Datum uitspraak:
Datum publicatie:
Rechtsgebied:
Zaaknummer:
Soort procedure:
Zittingsplaats:

Inhoudsindicatie:

Exportverbod Wajong-uitkering. Geen toepassing hardheidsclausule.

Deze uitspraak is gepubliceerd in verband met een onderzoek van de Universiteit Utrecht.

Uitspraak



RECHTBANK MIDDEN-NEDERLAND

Zittingsplaats Utrecht

Bestuursrecht

zaaknummer: UTR 19/1275

uitspraak van de enkelvoudige kamer van 18 september 2019 in de zaak tussen

[eiser] , te [woonplaats] , eiser

(gemachtigde: mr. J.H.F. de Jong),

en

de Raad van bestuur van het Uitvoeringsinstituut werknemersverzekeringen (Uwv), verweerder

(gemachtigde: mr. M.H.J. van Kuilenburg).

Procesverloop

Bij besluit van 24 oktober 2018 (het primaire besluit) heeft het Uwv het verzoek van eiser om zich met behoud van zijn uitkering op grond van de Wet arbeidsongeschiktheidsvoorziening jonggehandicapten (Wajong) in Tsjechië te vestigen afgewezen. Eiser komt niet in aanmerking voor toepassing van de uitzonderingsregels.

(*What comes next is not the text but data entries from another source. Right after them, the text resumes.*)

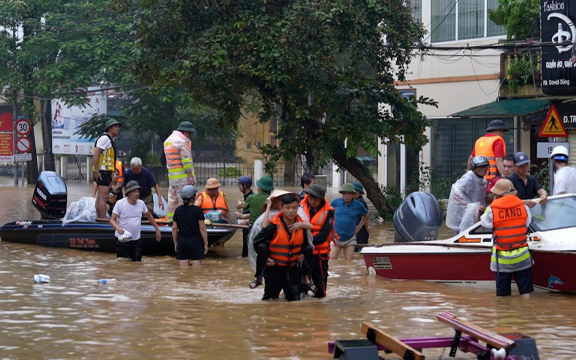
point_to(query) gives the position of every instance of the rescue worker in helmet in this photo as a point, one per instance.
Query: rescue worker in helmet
(189, 230)
(178, 152)
(245, 187)
(469, 190)
(493, 147)
(564, 175)
(509, 217)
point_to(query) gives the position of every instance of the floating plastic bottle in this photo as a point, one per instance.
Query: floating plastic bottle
(41, 278)
(107, 281)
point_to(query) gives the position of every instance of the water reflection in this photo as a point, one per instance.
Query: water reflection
(158, 310)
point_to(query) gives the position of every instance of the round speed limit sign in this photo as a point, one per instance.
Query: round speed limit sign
(23, 127)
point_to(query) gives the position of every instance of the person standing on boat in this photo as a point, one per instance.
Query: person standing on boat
(525, 184)
(189, 230)
(509, 169)
(350, 216)
(245, 187)
(115, 193)
(178, 152)
(285, 238)
(212, 199)
(364, 233)
(104, 160)
(509, 218)
(493, 147)
(321, 216)
(564, 175)
(127, 221)
(146, 180)
(468, 190)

Bij besluit van 8 februari 2019 (het bestreden besluit) heeft het Uwv het bezwaar van eiser ongegrond verklaard.

Eiser heeft tegen het bestreden besluit beroep ingesteld.

Het Uwv heeft een verweerschrift ingediend.

Het onderzoek ter zitting heeft plaatsgevonden op 16 augustus 2019. Eiser is niet verschenen en heeft zich laten vertegenwoordigen door zijn gemachtigde. Het Uwv heeft zich laten vertegenwoordigen door zijn gemachtigde.

Overwegingen

1. De rechtbank gaat uit van de volgende feiten.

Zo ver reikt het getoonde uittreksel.